Au fallacieux prétexte de la lutte contre la clandestinité, Sarkozy tend aux nouveaux arrivants, aux familles, aux couples mixtes, aux résidents de longue date, un parcours semé d’embûches. Sans complexe, il piétine nos valeurs républicaines du droit du sol, s’assoit sur la convention européenne des droits de l’homme qui entérinent le droit à vivre en famille, le droit au mariage, le droit d’aller et venir. L’idée, qui fleure bon l’extrême droite, c’est que les immigrés sont des profiteurs, des fraudeurs, que l’on ne débusque qu’avec une main de fer. Pourtant, la paternité et le mariage de complaisance, que visent ces mesures draconiennes, restent des pratiques marginales. Il aurait été plus judicieux de s’attaquer aux employeurs, aux propriétaires et aux proxénètes qui exploitent les clandestins et dont la pratique est nettement plus avérée ! En outre, la nouvelle loi prévoit que les régularisations se feront au cas par cas, à la discrétion des Maires et des Préfets, c'est-à-dire sur des critères subjectifs. Une loi établit une norme: elle ne peut se fonder sur de l’arbitraire.

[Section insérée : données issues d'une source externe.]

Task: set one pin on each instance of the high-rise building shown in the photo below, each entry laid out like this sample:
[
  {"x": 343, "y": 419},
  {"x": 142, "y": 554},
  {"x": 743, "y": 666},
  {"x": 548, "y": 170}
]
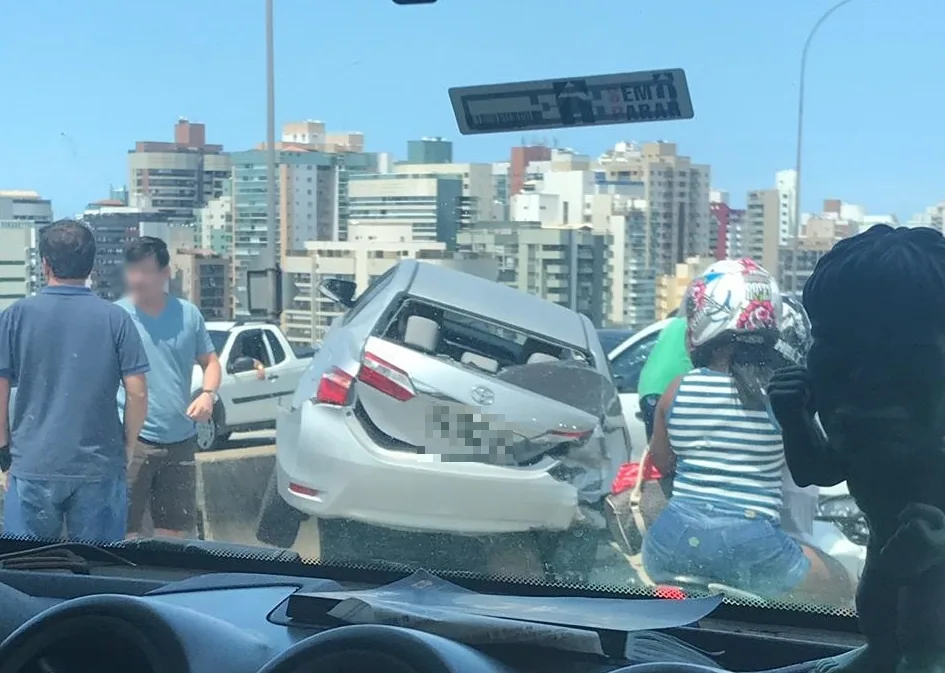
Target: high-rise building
[
  {"x": 760, "y": 231},
  {"x": 518, "y": 164},
  {"x": 725, "y": 234},
  {"x": 786, "y": 184},
  {"x": 17, "y": 261},
  {"x": 177, "y": 178},
  {"x": 215, "y": 225},
  {"x": 114, "y": 226},
  {"x": 26, "y": 207},
  {"x": 677, "y": 193},
  {"x": 478, "y": 197},
  {"x": 565, "y": 265},
  {"x": 671, "y": 288},
  {"x": 429, "y": 151},
  {"x": 311, "y": 135},
  {"x": 500, "y": 189},
  {"x": 418, "y": 206},
  {"x": 22, "y": 214},
  {"x": 203, "y": 278},
  {"x": 371, "y": 250}
]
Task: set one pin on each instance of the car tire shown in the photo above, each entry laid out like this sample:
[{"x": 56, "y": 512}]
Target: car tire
[
  {"x": 208, "y": 435},
  {"x": 278, "y": 523}
]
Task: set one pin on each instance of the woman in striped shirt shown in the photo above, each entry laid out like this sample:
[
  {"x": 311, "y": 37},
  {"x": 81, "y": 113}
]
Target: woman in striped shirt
[{"x": 714, "y": 432}]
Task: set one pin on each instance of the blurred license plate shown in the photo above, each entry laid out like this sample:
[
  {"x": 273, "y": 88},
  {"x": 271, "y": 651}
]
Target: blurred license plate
[{"x": 464, "y": 434}]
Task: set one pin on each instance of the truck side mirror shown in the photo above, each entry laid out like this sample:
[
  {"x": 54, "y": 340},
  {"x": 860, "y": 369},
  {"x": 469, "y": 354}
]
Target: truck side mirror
[{"x": 240, "y": 365}]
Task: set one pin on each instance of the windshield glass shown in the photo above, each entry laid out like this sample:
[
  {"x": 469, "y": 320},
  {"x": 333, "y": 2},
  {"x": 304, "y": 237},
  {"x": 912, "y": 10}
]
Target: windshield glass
[
  {"x": 462, "y": 209},
  {"x": 219, "y": 339}
]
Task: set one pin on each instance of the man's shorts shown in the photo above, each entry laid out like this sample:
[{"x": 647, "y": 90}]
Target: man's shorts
[
  {"x": 648, "y": 411},
  {"x": 83, "y": 511},
  {"x": 164, "y": 478}
]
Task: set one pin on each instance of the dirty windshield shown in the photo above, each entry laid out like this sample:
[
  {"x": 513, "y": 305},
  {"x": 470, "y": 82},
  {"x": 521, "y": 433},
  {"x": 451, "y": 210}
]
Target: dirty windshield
[{"x": 556, "y": 292}]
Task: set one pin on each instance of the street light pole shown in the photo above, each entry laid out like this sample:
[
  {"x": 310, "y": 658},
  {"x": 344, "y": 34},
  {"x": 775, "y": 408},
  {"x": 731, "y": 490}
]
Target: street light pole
[
  {"x": 272, "y": 229},
  {"x": 800, "y": 140}
]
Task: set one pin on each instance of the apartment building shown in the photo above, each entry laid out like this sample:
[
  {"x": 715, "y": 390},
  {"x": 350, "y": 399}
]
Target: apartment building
[
  {"x": 419, "y": 206},
  {"x": 312, "y": 204},
  {"x": 677, "y": 193},
  {"x": 429, "y": 151},
  {"x": 478, "y": 200},
  {"x": 519, "y": 160},
  {"x": 22, "y": 214},
  {"x": 203, "y": 278},
  {"x": 114, "y": 226},
  {"x": 18, "y": 268},
  {"x": 761, "y": 228},
  {"x": 671, "y": 288},
  {"x": 363, "y": 259},
  {"x": 215, "y": 225},
  {"x": 568, "y": 266},
  {"x": 313, "y": 136},
  {"x": 26, "y": 207},
  {"x": 177, "y": 178}
]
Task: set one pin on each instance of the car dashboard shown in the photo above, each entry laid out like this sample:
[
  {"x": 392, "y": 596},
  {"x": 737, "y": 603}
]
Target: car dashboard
[{"x": 240, "y": 623}]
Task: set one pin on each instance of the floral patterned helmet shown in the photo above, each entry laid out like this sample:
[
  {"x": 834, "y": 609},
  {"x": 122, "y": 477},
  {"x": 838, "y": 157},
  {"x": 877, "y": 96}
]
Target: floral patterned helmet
[{"x": 734, "y": 296}]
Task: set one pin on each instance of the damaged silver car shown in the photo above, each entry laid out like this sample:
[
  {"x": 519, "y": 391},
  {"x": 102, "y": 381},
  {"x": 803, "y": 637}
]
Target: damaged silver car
[{"x": 443, "y": 402}]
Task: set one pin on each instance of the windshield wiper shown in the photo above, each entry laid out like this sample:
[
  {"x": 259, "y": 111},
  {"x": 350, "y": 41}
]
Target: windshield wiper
[
  {"x": 75, "y": 557},
  {"x": 80, "y": 558}
]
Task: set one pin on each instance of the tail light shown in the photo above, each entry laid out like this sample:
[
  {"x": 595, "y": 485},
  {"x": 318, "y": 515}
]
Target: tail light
[
  {"x": 334, "y": 387},
  {"x": 382, "y": 375},
  {"x": 572, "y": 435}
]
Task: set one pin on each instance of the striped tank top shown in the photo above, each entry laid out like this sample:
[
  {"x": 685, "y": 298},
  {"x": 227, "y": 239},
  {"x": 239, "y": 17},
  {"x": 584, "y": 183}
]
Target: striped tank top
[{"x": 725, "y": 455}]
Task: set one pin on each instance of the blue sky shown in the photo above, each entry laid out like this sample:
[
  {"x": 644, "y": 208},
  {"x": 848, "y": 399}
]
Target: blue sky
[{"x": 83, "y": 80}]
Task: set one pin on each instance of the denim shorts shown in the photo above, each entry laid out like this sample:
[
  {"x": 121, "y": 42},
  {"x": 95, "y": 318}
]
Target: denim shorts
[
  {"x": 82, "y": 511},
  {"x": 751, "y": 553}
]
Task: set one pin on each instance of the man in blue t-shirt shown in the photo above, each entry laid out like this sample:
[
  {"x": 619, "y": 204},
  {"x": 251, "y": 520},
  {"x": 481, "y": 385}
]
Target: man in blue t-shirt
[
  {"x": 63, "y": 449},
  {"x": 162, "y": 474}
]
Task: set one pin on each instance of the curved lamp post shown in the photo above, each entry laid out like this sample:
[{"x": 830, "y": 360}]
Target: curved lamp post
[{"x": 800, "y": 139}]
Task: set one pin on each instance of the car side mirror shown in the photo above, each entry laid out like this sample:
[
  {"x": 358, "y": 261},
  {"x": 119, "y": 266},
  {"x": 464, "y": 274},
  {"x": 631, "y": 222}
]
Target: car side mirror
[
  {"x": 339, "y": 291},
  {"x": 240, "y": 365}
]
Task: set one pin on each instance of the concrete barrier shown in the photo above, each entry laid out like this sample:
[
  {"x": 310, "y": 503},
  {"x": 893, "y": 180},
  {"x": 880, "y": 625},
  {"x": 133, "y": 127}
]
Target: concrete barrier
[{"x": 231, "y": 485}]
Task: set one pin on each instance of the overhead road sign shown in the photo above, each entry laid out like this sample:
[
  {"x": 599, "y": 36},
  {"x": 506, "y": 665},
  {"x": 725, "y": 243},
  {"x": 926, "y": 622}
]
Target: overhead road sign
[{"x": 633, "y": 97}]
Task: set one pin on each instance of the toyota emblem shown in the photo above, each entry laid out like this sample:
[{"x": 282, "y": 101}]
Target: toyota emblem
[{"x": 482, "y": 395}]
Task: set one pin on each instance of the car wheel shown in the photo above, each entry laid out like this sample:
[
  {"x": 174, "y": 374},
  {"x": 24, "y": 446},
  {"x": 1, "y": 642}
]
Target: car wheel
[
  {"x": 278, "y": 522},
  {"x": 208, "y": 435}
]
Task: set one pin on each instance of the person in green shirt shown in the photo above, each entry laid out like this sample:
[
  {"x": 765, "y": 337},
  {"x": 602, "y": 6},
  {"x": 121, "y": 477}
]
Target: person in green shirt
[{"x": 668, "y": 360}]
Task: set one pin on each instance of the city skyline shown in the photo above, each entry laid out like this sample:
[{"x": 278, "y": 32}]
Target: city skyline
[{"x": 69, "y": 137}]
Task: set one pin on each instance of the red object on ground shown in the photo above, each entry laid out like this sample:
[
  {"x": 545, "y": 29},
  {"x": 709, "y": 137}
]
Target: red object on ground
[
  {"x": 629, "y": 473},
  {"x": 672, "y": 593}
]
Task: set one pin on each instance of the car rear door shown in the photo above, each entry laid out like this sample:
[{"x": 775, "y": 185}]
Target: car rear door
[{"x": 457, "y": 411}]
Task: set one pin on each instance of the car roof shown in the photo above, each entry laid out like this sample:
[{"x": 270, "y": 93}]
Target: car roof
[
  {"x": 501, "y": 303},
  {"x": 220, "y": 325},
  {"x": 638, "y": 336}
]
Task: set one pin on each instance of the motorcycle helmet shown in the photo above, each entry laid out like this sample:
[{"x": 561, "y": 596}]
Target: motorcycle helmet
[
  {"x": 733, "y": 297},
  {"x": 795, "y": 332}
]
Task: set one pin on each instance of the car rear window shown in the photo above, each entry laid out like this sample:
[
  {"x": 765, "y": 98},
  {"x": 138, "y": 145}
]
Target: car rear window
[{"x": 475, "y": 340}]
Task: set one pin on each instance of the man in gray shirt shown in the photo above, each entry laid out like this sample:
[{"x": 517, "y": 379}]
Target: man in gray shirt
[{"x": 66, "y": 351}]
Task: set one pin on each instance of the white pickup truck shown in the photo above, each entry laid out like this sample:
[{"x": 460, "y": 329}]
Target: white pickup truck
[{"x": 246, "y": 400}]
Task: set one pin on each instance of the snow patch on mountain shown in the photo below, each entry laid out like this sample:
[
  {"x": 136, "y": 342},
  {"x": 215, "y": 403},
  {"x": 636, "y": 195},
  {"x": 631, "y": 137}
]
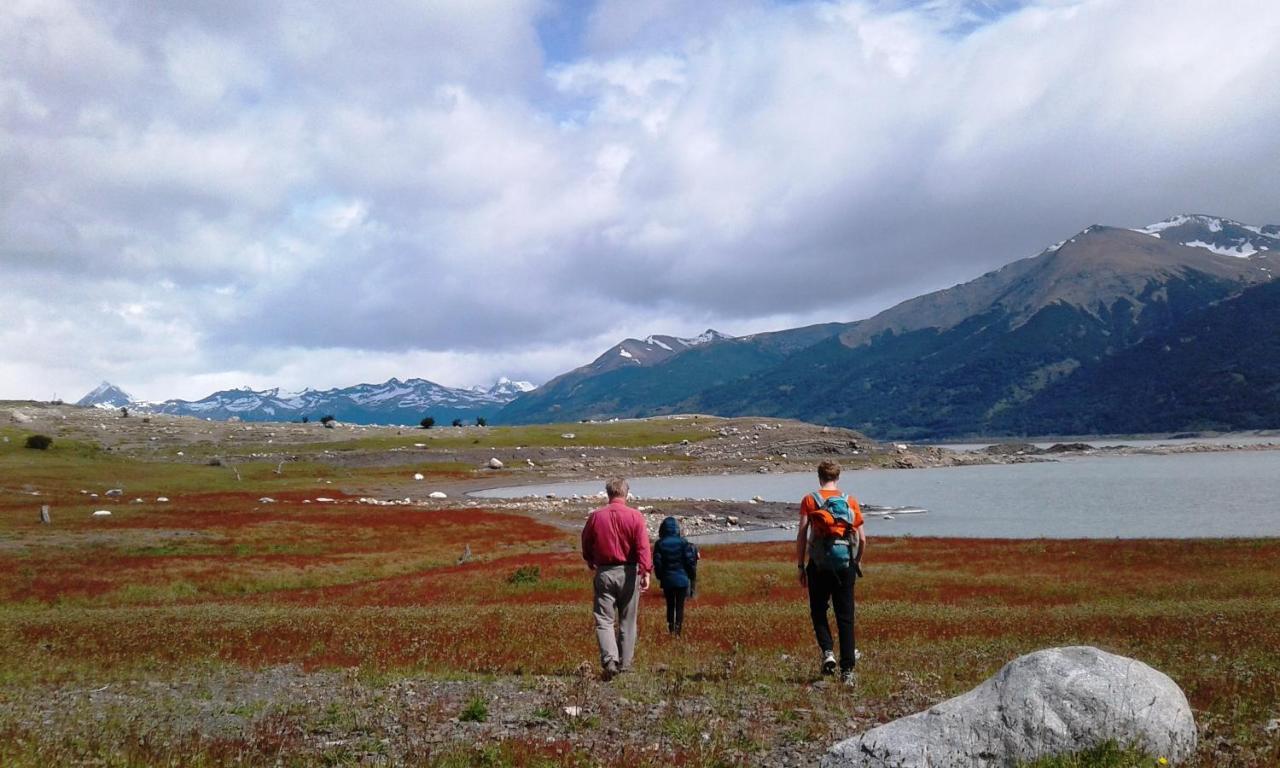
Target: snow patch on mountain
[
  {"x": 389, "y": 402},
  {"x": 1243, "y": 250},
  {"x": 1216, "y": 234}
]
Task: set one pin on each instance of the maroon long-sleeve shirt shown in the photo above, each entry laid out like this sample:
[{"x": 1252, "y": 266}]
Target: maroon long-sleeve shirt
[{"x": 616, "y": 535}]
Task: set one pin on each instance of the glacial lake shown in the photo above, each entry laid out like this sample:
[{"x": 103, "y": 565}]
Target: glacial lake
[{"x": 1130, "y": 497}]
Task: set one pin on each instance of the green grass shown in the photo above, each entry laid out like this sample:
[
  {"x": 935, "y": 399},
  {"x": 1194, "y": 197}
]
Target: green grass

Il faut maîtriser les flux migratoires aussi en fonction de nos besoins, en termes de générations pour payer nos retraites, en termes de mains d’œuvre pour couvrir certains secteurs d’activités déficitaires. Pour autant, cela ne nous autorise pas à fragiliser les immigrés qui, pour la plupart d’entre eux (accords de Schengen) arrivent légalement sur notre sol. Les populations étrangères sont plus vulnérables que les autres. Rendre plus difficile l’accès au travail, au logement, à l’éducation, à la santé, ne saurait garantir une meilleure « intégration ». Comment des populations déracinées, précarisées, et qui plus est, discriminées de part leur origine ethnique, peuvent-elles éprouver un sentiment d’appartenance commune, un désir de participation aux activités de la cité, une envie de respecter les normes et les valeurs républicaines? Les conditions d’accueil et de séjour que M. Sarkozy propose aux immigrés de ce pays ne fera qu’enfermer davantage ces populations dans leur singuralité et exacerber les communautarismes.

Cette loi n’est qu’un dispositif de répression archaïque et disproportionné par rapport à la réalité. Elle est inopérante dans la lutte contre la clandestinité et préjudiciable à la cohésion sociale et familiale. Nous avons plutôt besoin d’une réforme de l’administration pour sécuriser les parcours, tout en contrôlant les situations (polygamie par exemple), et pour diversifier les statuts du travail immigré (saisonniers, étudiants…). Une véritable politique d’intégration - au sens insertion et non assimilation – s’impose. Il faut rétablir l’égalité des droits et des conditions d’existence et recourir, si nécessaire, à des traitements préférentiels. Ces questions font débat au parti socialiste. Il lui appartiendra de trancher bientôt pour proposer aux Français un modèle d’intégration efficace et à échelle humaine.